Most production-agent discussions eventually land on observability.

That is good. Traces matter.

But I think traces are only one slice of what teams actually need once agents start touching tools, files, tickets, browsers, MCP servers, credentials, or customer-facing systems.

A trace answers: what happened inside this run?

An operating record answers a wider set of questions:

Which agent was installed and running?
Which model/provider/config was active?
Which MCP servers and tools were visible to the agent?
Which permissions were granted for this run?
Which actions required approval?
What did the agent actually change?
What failed, retried, or timed out?
Can another person replay the decision later?
Can I stop, recover, or uninstall the system cleanly?

That second set of questions is the part I keep seeing teams rebuild ad hoc.

The shift from prompt debugging to run operations

When an agent is just a demo, the prompt feels like the center of the system.

When an agent is running every day, the center shifts to operations:

setup state
tool exposure
run boundaries
approval policy
event history
rollback path
cost and latency drift
evidence for what happened

This is especially true with MCP. A manifest can tell you which tools exist. It does not, by itself, tell you which tools were exposed to a specific agent run, which arguments were passed, what side effects happened, and why a guard allowed or blocked the action.

What I want from agent infrastructure

For local and self-hosted agents, I want a boring control surface:

Install the agent.
Configure the provider and runtime.
See which tools and permissions exist.
Start and stop runs.
Inspect the job state.
Require approvals for risky actions.
Keep receipts for what happened.
Uninstall cleanly.

That sounds less exciting than a new agent demo, but it is the layer that makes repeated use feel sane.

Where Armorer fits

This is what we are building Armorer around: a local control plane for AI agents.

Armorer is not meant to be another agent framework. The goal is to sit around agents and make the operational state visible: installed agents, setup, running jobs, local configuration, approvals, audit trails, and recovery.

Repo: https://github.com/ArmorerLabs/Armorer

Where Armorer Guard fits

Armorer Guard is the companion piece: a local Rust guard layer for agent inputs and tool-call risk.

The key idea is that a guard decision should not just be a yes/no result or a block count. It should leave a small record that someone can inspect later: what was evaluated, what policy applied, why the decision happened, and what the runtime did with it.

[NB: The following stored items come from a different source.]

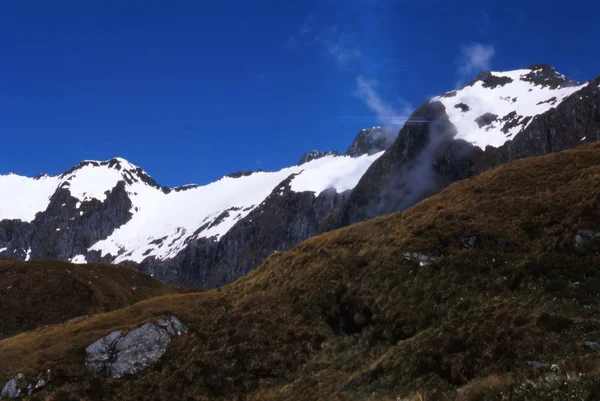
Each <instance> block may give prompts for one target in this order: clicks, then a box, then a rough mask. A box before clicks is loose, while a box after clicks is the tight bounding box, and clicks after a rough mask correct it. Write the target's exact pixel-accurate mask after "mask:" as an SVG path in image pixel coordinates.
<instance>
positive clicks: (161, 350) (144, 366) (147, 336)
mask: <svg viewBox="0 0 600 401" xmlns="http://www.w3.org/2000/svg"><path fill="white" fill-rule="evenodd" d="M167 344H169V335H168V334H167V333H166V332H165V331H164V330H162V329H160V328H158V327H157V326H156V325H154V324H152V323H146V324H145V325H143V326H142V327H140V328H137V329H135V330H132V331H130V332H129V333H128V334H127V335H126V336H125V337H123V339H121V340H120V341H119V342H117V344H116V351H117V356H116V358H115V360H114V362H113V363H112V364H111V365H110V370H109V374H110V376H112V377H114V378H117V379H118V378H121V377H123V376H126V375H130V374H135V373H138V372H140V371H141V370H143V369H146V368H147V367H148V366H150V365H153V364H154V363H156V362H157V361H158V360H159V359H160V357H161V356H163V354H164V353H165V352H166V350H167Z"/></svg>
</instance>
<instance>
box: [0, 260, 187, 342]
mask: <svg viewBox="0 0 600 401" xmlns="http://www.w3.org/2000/svg"><path fill="white" fill-rule="evenodd" d="M177 291H181V290H177V289H175V288H172V287H169V286H168V285H166V284H164V283H162V282H161V281H159V280H156V279H154V278H152V277H150V276H148V275H146V274H144V273H141V272H139V271H137V270H134V269H131V268H128V267H125V266H113V265H108V264H101V263H92V264H88V265H74V264H70V263H66V262H60V261H43V262H20V261H14V260H0V317H1V318H0V319H1V324H0V339H1V338H4V337H9V336H11V335H15V334H18V333H20V332H23V331H29V330H32V329H35V328H37V327H40V326H43V325H48V324H56V323H61V322H64V321H67V320H69V319H72V318H74V317H77V316H83V315H89V314H95V313H101V312H108V311H111V310H115V309H119V308H122V307H124V306H128V305H133V304H134V303H136V302H138V301H141V300H143V299H147V298H151V297H156V296H159V295H165V294H170V293H174V292H177Z"/></svg>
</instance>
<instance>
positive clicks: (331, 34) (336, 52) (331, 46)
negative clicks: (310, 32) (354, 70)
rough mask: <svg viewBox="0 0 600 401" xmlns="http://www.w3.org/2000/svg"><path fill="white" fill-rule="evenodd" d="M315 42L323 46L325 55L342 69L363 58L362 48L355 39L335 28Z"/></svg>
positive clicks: (334, 27)
mask: <svg viewBox="0 0 600 401" xmlns="http://www.w3.org/2000/svg"><path fill="white" fill-rule="evenodd" d="M315 41H316V43H317V44H318V45H319V46H321V48H322V50H323V51H324V52H325V54H326V55H327V56H329V57H331V58H332V59H333V60H334V61H335V62H336V63H337V64H338V66H340V67H344V66H346V65H348V63H350V62H354V61H358V60H360V59H361V57H362V51H361V49H360V46H359V45H358V44H357V43H356V41H355V40H354V38H353V37H352V36H351V35H348V34H346V33H340V32H338V30H337V28H335V27H333V28H331V29H329V30H328V32H326V33H323V34H320V35H318V36H316V38H315Z"/></svg>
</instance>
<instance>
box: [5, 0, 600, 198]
mask: <svg viewBox="0 0 600 401" xmlns="http://www.w3.org/2000/svg"><path fill="white" fill-rule="evenodd" d="M598 3H599V2H597V1H577V0H574V1H569V2H555V3H553V4H554V5H553V4H551V2H548V1H541V0H540V1H538V0H536V1H523V0H519V1H513V0H504V1H502V2H498V1H470V0H463V1H459V2H449V1H446V0H433V1H428V2H425V1H417V0H381V1H377V0H302V1H300V0H290V1H281V0H255V1H247V0H229V1H207V0H189V1H178V0H169V1H162V0H161V1H153V0H144V1H136V0H127V1H125V0H121V1H112V0H108V1H81V0H77V1H66V0H53V1H48V0H29V1H28V0H2V1H1V2H0V148H2V153H1V157H0V173H7V172H9V171H12V172H16V173H19V174H25V175H35V174H38V173H41V172H45V173H50V174H58V173H61V172H62V171H64V170H66V169H67V168H69V167H70V166H71V165H74V164H76V163H77V162H79V161H81V160H83V159H95V160H105V159H109V158H111V157H113V156H121V157H124V158H127V159H128V160H130V161H131V162H132V163H134V164H137V165H139V166H141V167H143V168H144V169H145V170H146V171H148V172H149V173H150V174H151V175H152V176H153V177H154V178H155V179H156V180H157V181H159V182H160V183H161V184H163V185H170V186H175V185H182V184H186V183H192V182H194V183H200V184H202V183H206V182H209V181H211V180H214V179H216V178H218V177H220V176H221V175H223V174H226V173H229V172H233V171H236V170H240V169H248V170H254V169H257V168H263V169H265V170H275V169H280V168H281V167H283V166H287V165H292V164H295V163H296V162H297V160H298V159H299V158H300V157H301V155H302V154H303V153H304V152H305V151H308V150H311V149H313V148H316V149H320V150H329V149H339V150H345V148H346V147H347V146H348V145H349V144H350V143H351V141H352V139H353V138H354V136H355V135H356V134H357V132H358V131H359V130H360V129H361V128H363V127H369V126H372V125H380V123H381V124H388V123H390V121H392V122H393V121H396V120H389V117H402V116H403V115H405V114H406V113H407V111H408V110H410V107H413V108H414V107H418V106H419V104H421V103H422V102H423V100H424V99H426V98H427V97H428V96H432V95H436V94H439V93H441V92H445V91H448V90H451V89H453V87H454V85H456V84H457V83H460V82H464V81H465V80H470V79H471V78H472V77H473V76H474V75H475V74H476V73H477V72H478V71H479V70H481V69H485V68H491V69H492V70H508V69H516V68H522V67H526V66H528V65H531V64H534V63H539V62H545V63H549V64H552V65H553V66H555V67H556V68H557V69H558V70H559V71H561V72H562V73H564V74H565V75H568V76H570V77H572V78H575V79H578V80H587V79H591V78H593V77H595V76H596V75H598V74H600V53H599V52H598V51H597V48H598V43H597V37H598V31H597V26H598V18H599V17H598V15H600V5H599V4H598ZM469 61H470V63H469ZM377 113H379V115H380V116H383V117H382V118H383V119H378V118H377ZM386 118H388V119H387V120H386Z"/></svg>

Repo: https://github.com/ArmorerLabs/Armorer-Guard

The question I am trying to answer

What is the minimum useful operating record for an AI-agent run?

My current answer is:

run identity
agent/runtime version
effective tool/capability set
inputs and relevant context
policy/guard decisions
approvals
side effects
recovery/stop state
evidence links

Curious how other people are modeling this. If you are running agents in production or locally with MCP-heavy workflows, what fields do you wish every run left behind?